What is SAC?
April 20, 2025
SAC is an off-policy actor-critic method based on maximum entropy RL. For stochastic policy agent, adding an additional entropy objective helps the agent’s exploration.
The following objective is typically used in maximum entropy RL.
\[J(\pi)=\sum^T_{t=0}\mathbb{E}_{(s_{t}, a_{t})\sim \rho_{\pi}}[r(s_{t},a_{t})+ \beta H(\pi(\cdot\mid s_{t}))]\]SAC also iteratively repeats the policy evaluation and policy improvement as in standard actor-critic methods.
However, because we use the maximum entropy objective, the Bellman update is defined differently. Soft Bellman operator for Q-function is defined from soft value function,
\[\begin{align} T^\pi Q(s,a) & =r(s,a)+\gamma \mathbb{E}_{s'\sim P}[V_{soft}(s')] \\ V_{soft}(s') & = \mathbb{E}_{a'\sim \pi(\cdot \mid s')}[Q(s',a')-\beta \log \pi(a'\mid s')] \\ \end{align}\]which is also guaranteed that the Q-function converges.

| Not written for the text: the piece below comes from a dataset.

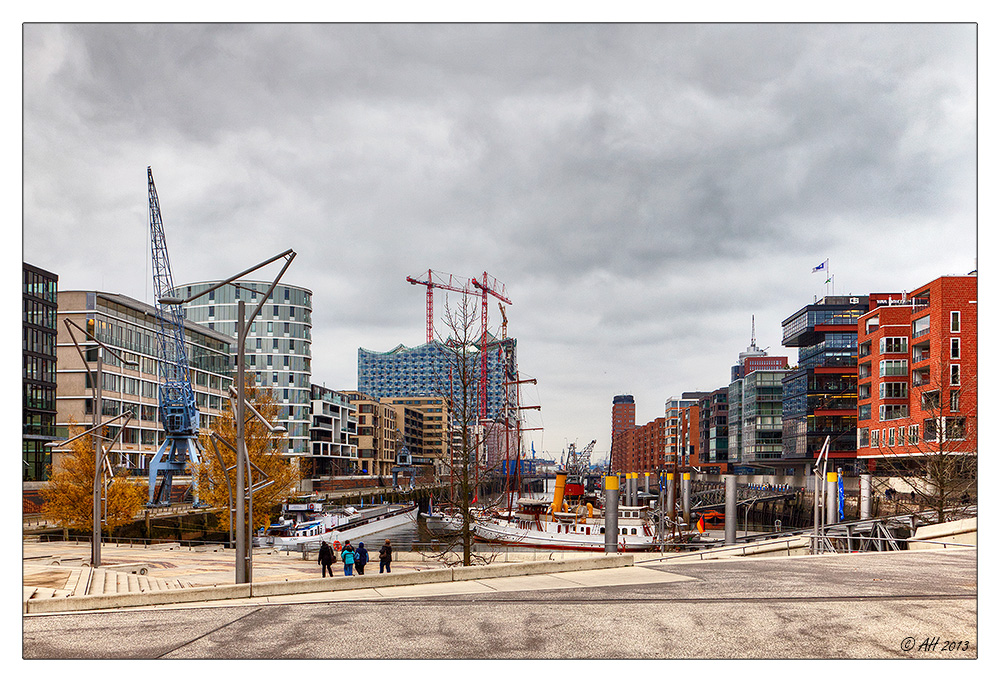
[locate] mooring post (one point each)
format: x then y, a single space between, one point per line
730 509
831 498
610 514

Soft policy evaluation is done by bootstrapping using this soft Bellman operator.
The optimal policy for the fixed Q-function is the softmax over Q-values, also known as Boltzmann distribution.
\[\begin{align} V^{*}(s’) & = \max_{\pi} \mathbb{E}_{a’ \sim \pi} \left[ Q(s’,a’) - \beta \log \pi(a’|s’) \right] \\ \pi^*(a’|s’) & = \frac{ \exp\left( Q(s’,a’) / \beta \right) }{ Z(s')} \end{align}\]Therefore, Soft policy improvement is done by updating the actor to be close to the softmax distribution of Q-function.
\[\begin{align} \arg\min_{\pi}D_{KL}\left( \pi(\cdot\mid s)\parallel \frac{\exp(Q^{\pi_{k}}(s,\cdot)/\beta)}{Z(s)} \right) \end{align}\]Reference
Haarnoja, T., et al, “Soft actor-critic: Off-policy maximum entropy deep reinforcement learning with a stochastic actor,” in International conference on machine learning, 2018, pp. 1861–1870.